Given a monocular RGB-D observation and a language instruction, an image-editing model generates the target post-manipulation state, depicting where and how objects should be rearranged.
Both the current and edited images are lifted into pixel-aligned 3D point clouds using monocular depth estimation, with mask-based cropping to preserve spatial detail.
A robust registration pipeline with point cloud filtering, semantic matching via DINOv3 features, and scale alignment extracts precise 6-DoF inter-object transformations.
The extracted transformation is converted into target poses with edit-informed grasp filtering and heuristic primitive-based motion planning for robust robotic execution.
Given an RGB-D observation and a language instruction, LAMP uses image-editing to generate the target state, then lifts 2D spatial cues into 3D inter-object transformations through cross-state point cloud registration for execution.
Figure 1: Overview of LAMP. The image-editing model generates an edited state from the current observation and language instruction. Cross-state point cloud registration extracts the inter-object 3D transformation, which is converted into target poses for robotic execution.
We evaluate LAMP on 13 real-world manipulation tasks spanning insertion, covering, assembly, stacking, articulated manipulation, and more.

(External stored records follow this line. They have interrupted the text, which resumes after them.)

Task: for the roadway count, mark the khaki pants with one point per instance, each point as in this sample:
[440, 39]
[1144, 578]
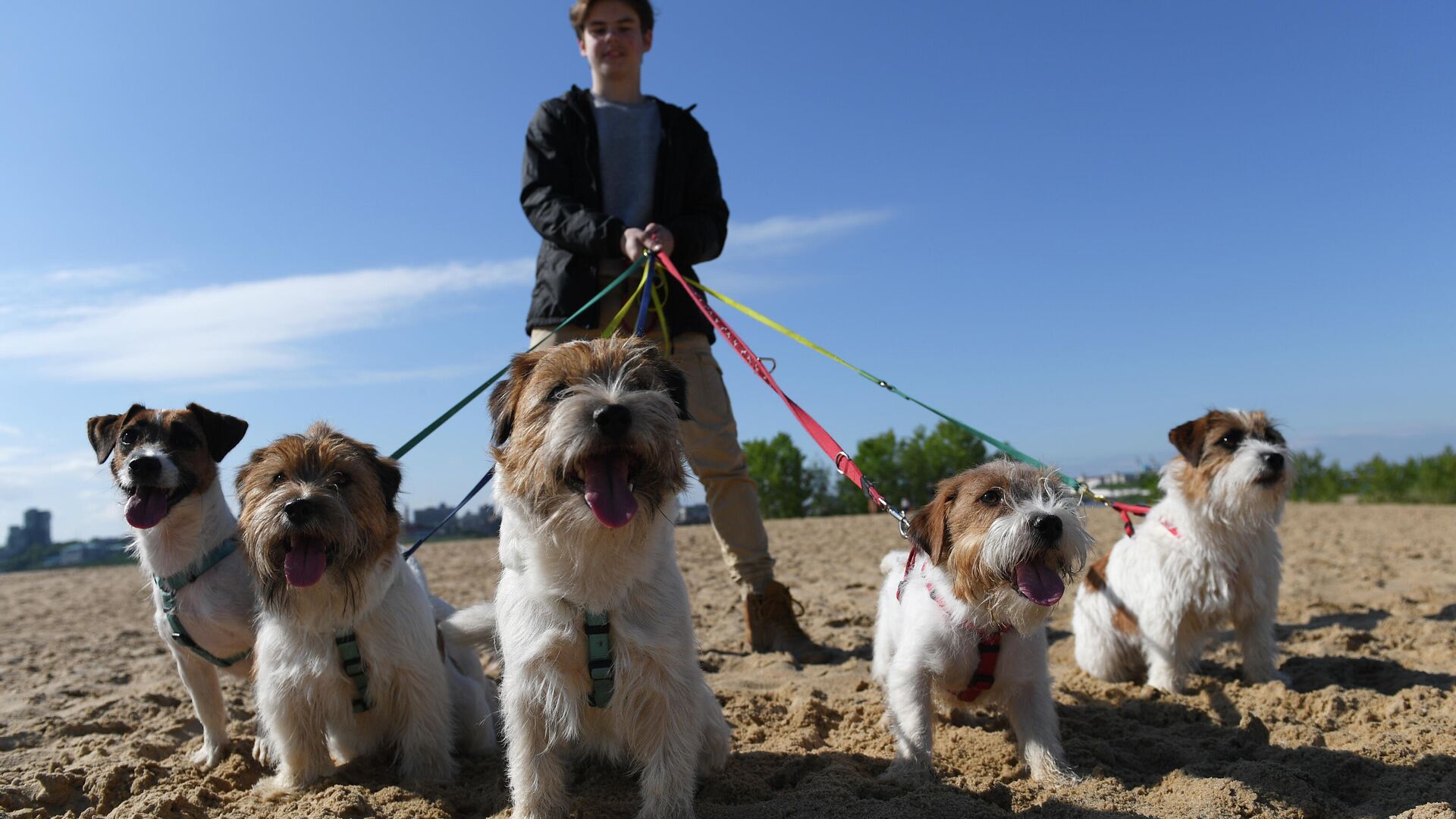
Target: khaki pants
[711, 441]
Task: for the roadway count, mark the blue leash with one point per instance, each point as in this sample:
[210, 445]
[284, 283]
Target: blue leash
[459, 506]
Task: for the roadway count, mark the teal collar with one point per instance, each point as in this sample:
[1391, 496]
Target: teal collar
[599, 659]
[171, 585]
[353, 661]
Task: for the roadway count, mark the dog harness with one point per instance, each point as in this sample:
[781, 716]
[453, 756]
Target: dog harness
[599, 659]
[987, 648]
[353, 661]
[171, 585]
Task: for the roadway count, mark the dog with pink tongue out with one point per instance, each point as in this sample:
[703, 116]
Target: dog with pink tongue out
[350, 653]
[962, 620]
[595, 624]
[165, 461]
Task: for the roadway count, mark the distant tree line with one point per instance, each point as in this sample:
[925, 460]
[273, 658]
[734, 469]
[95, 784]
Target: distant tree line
[905, 471]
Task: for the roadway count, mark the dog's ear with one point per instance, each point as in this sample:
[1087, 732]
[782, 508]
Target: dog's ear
[101, 430]
[930, 526]
[1188, 439]
[223, 431]
[507, 394]
[245, 472]
[389, 479]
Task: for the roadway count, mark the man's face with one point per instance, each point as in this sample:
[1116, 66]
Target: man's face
[613, 41]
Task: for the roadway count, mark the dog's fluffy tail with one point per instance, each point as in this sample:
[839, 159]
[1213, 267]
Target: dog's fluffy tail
[472, 626]
[894, 563]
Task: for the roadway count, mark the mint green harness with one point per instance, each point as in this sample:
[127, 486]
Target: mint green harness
[169, 586]
[599, 659]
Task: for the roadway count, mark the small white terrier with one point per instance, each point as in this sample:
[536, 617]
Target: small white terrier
[166, 465]
[595, 623]
[1207, 554]
[965, 618]
[350, 657]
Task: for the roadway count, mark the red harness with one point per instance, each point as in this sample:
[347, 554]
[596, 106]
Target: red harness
[987, 648]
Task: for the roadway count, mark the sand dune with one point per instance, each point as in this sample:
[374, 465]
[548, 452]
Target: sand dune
[93, 720]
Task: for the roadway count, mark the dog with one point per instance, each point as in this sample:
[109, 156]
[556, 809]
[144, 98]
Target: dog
[588, 468]
[1207, 554]
[166, 465]
[350, 657]
[993, 551]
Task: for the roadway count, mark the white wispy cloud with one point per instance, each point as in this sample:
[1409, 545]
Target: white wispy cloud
[105, 276]
[783, 234]
[239, 328]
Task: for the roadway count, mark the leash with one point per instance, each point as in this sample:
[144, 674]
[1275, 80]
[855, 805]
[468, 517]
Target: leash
[450, 413]
[171, 585]
[843, 463]
[475, 394]
[1123, 509]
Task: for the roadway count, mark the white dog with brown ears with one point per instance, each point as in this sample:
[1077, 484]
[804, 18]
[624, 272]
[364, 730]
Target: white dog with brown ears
[965, 618]
[595, 623]
[1207, 554]
[350, 657]
[166, 465]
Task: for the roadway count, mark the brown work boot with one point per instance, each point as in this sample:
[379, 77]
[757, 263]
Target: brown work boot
[772, 627]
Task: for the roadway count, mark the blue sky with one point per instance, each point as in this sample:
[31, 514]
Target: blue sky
[1074, 226]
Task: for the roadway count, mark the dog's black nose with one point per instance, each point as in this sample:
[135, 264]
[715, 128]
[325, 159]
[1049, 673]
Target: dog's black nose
[613, 420]
[1049, 526]
[145, 468]
[297, 510]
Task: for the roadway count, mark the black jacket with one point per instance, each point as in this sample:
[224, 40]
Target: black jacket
[561, 193]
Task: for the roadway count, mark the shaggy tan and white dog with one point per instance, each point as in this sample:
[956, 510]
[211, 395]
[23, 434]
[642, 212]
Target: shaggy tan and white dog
[166, 465]
[1207, 554]
[588, 468]
[965, 620]
[350, 657]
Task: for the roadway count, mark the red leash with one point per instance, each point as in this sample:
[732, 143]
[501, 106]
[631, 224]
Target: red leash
[842, 461]
[1125, 510]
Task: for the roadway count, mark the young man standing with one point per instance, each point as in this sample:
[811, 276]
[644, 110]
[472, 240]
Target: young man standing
[607, 174]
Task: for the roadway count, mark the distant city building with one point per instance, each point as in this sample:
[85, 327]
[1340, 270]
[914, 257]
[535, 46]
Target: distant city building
[693, 513]
[484, 522]
[34, 532]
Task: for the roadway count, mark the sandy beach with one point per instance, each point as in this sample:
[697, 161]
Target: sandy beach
[93, 720]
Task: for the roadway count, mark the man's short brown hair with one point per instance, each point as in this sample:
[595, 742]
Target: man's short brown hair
[582, 8]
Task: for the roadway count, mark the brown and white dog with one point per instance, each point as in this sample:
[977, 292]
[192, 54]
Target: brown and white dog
[588, 468]
[1209, 553]
[319, 529]
[166, 464]
[965, 621]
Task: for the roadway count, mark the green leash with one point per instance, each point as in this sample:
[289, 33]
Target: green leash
[354, 667]
[171, 585]
[599, 659]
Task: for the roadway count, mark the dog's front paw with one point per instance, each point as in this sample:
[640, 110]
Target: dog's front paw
[1055, 773]
[428, 770]
[210, 755]
[908, 773]
[1166, 681]
[1267, 675]
[275, 787]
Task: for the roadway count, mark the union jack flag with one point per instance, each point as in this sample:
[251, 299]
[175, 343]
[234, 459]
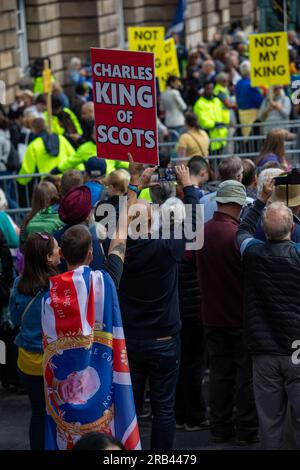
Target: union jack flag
[86, 373]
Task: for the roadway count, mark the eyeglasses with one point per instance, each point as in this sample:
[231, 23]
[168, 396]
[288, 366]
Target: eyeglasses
[43, 236]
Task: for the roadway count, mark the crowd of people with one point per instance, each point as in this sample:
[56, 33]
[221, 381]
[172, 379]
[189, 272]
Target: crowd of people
[230, 307]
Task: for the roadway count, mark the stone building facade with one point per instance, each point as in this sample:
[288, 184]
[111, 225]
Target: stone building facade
[61, 29]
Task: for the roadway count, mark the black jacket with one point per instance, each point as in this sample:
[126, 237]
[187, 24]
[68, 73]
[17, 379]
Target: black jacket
[271, 289]
[6, 271]
[189, 291]
[149, 285]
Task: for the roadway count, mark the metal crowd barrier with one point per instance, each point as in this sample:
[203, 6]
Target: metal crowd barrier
[19, 195]
[243, 147]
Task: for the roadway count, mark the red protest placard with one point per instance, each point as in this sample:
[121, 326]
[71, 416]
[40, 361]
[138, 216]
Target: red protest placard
[125, 105]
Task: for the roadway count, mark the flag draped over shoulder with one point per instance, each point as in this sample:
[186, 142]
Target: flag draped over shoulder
[86, 373]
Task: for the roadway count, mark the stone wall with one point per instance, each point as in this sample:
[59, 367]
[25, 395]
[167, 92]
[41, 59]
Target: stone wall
[61, 29]
[9, 70]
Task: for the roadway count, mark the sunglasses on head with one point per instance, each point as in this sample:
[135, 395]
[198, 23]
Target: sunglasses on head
[43, 236]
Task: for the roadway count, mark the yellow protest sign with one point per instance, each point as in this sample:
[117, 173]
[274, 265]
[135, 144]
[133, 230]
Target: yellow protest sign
[147, 39]
[47, 80]
[169, 63]
[269, 59]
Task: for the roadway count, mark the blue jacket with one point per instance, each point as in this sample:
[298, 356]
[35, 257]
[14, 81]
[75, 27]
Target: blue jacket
[96, 190]
[30, 335]
[247, 97]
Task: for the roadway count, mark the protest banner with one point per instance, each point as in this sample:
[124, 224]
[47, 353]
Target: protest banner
[125, 105]
[269, 59]
[147, 39]
[169, 63]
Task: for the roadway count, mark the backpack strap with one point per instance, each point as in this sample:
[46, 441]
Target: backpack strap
[30, 303]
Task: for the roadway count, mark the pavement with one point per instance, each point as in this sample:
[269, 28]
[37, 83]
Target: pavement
[15, 416]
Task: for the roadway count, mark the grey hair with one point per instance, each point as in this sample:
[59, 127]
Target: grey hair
[277, 221]
[268, 172]
[164, 191]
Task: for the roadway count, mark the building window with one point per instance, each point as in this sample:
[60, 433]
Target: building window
[22, 50]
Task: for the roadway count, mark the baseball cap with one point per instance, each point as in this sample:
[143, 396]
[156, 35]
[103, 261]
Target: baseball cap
[231, 191]
[95, 166]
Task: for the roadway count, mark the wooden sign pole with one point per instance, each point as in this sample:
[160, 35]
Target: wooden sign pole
[48, 91]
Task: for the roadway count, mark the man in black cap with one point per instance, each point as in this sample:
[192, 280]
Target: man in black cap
[95, 171]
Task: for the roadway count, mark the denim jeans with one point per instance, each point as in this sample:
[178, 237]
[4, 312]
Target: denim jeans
[230, 385]
[34, 386]
[157, 359]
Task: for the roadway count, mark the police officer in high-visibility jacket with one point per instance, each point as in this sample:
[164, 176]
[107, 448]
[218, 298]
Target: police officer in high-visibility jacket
[209, 110]
[64, 122]
[84, 152]
[45, 152]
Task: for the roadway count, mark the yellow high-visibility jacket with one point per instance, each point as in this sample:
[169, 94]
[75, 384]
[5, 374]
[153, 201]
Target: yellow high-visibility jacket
[38, 160]
[209, 113]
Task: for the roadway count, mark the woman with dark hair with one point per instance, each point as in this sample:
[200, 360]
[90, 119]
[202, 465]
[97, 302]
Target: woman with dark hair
[41, 254]
[194, 141]
[98, 441]
[273, 150]
[44, 211]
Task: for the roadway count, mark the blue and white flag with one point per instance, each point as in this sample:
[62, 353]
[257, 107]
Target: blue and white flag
[86, 372]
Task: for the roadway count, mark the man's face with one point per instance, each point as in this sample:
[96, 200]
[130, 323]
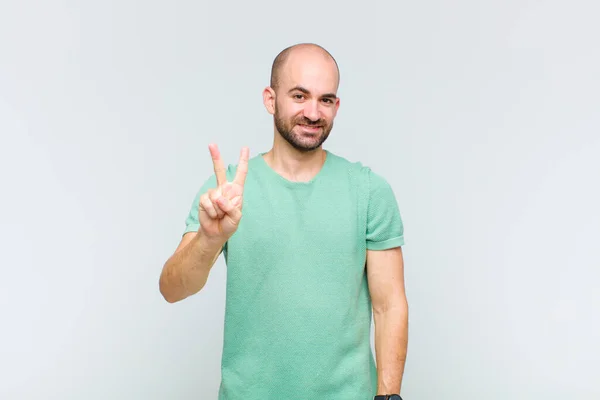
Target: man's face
[306, 103]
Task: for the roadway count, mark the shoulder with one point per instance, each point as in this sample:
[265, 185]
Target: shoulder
[376, 180]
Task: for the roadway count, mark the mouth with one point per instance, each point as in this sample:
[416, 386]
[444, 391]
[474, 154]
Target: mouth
[311, 128]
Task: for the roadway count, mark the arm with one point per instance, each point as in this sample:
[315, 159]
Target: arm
[385, 272]
[186, 271]
[215, 215]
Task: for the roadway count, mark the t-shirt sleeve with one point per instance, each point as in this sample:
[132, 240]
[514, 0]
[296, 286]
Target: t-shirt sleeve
[191, 222]
[385, 228]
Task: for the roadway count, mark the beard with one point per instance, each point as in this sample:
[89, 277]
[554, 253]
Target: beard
[302, 142]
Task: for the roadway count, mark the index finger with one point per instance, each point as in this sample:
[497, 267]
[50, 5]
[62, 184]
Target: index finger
[218, 165]
[242, 169]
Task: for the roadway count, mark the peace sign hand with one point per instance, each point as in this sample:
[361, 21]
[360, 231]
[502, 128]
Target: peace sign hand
[220, 208]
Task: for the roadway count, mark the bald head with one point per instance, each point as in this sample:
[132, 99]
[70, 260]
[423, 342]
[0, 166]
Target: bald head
[303, 52]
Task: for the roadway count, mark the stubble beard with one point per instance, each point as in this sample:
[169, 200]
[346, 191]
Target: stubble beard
[285, 129]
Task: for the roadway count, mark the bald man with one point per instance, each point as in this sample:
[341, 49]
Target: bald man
[316, 255]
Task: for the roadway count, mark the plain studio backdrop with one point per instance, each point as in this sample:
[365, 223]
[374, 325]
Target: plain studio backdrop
[483, 116]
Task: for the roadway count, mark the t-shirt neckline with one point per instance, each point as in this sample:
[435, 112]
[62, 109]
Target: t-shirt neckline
[295, 184]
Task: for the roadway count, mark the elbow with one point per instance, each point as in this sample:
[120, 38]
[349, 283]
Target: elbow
[395, 304]
[168, 292]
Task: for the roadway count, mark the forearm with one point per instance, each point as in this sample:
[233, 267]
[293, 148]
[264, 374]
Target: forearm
[186, 271]
[391, 343]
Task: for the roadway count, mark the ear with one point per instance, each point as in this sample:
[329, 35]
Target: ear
[337, 104]
[269, 99]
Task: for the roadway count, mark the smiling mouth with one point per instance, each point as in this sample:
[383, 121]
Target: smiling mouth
[311, 127]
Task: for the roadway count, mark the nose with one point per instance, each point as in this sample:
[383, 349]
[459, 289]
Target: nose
[311, 110]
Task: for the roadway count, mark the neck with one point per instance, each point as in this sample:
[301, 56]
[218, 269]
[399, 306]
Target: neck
[292, 164]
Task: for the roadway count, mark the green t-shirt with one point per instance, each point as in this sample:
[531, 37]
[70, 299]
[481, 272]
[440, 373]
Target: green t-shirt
[298, 310]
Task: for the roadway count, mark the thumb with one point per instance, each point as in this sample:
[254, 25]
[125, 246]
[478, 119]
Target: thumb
[230, 210]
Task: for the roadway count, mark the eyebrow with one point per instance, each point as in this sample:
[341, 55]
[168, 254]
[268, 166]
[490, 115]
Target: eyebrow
[305, 91]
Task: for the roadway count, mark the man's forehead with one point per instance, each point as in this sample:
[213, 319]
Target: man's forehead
[313, 75]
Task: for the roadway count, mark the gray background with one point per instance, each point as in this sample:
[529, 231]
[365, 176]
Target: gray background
[484, 117]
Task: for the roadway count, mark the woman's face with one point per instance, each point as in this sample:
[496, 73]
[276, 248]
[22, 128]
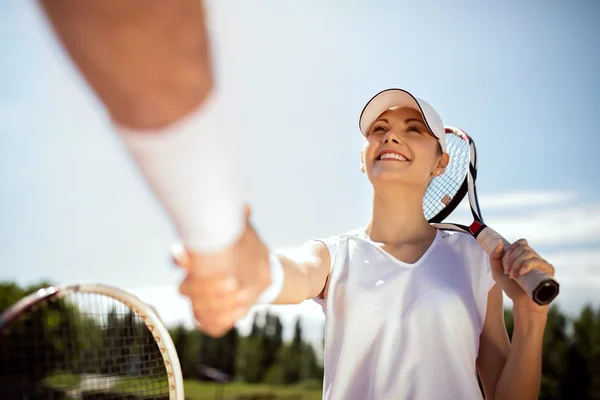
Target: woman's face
[400, 148]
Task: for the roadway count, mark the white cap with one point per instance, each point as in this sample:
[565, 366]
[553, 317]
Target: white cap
[398, 98]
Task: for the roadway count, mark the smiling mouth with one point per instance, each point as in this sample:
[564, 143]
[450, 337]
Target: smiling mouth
[392, 157]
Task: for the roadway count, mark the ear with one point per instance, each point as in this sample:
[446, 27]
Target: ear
[441, 165]
[362, 161]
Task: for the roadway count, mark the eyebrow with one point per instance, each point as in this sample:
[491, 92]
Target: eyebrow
[406, 121]
[414, 120]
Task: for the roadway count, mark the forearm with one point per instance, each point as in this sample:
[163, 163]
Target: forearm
[148, 61]
[303, 280]
[521, 376]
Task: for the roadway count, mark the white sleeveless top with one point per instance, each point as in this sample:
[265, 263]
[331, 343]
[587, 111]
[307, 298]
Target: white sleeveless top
[404, 331]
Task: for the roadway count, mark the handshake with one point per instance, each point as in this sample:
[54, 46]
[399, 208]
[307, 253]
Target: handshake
[222, 286]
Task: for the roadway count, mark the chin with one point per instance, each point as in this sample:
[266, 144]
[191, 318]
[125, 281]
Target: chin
[390, 177]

LAMP significantly outperforms prior methods across all task categories.
LAMP recovers precise 6-DoF inter-object transformations for high-precision tasks — insertion, covering, stacking, and assembly — where millimeter-level accuracy is essential.
Different language instructions yield different manipulation behaviors on the same scene — the edited image prior faithfully reflects the semantic intent, guiding distinct 3D transformations.
For articulated objects like drawers and toasters, LAMP treats the static housing as the passive object and extracts the transformation of the movable part from edited images.
LAMP chains multiple sub-tasks sequentially — each step conditions on the outcome of the previous one, demonstrating coherent multi-step planning and execution.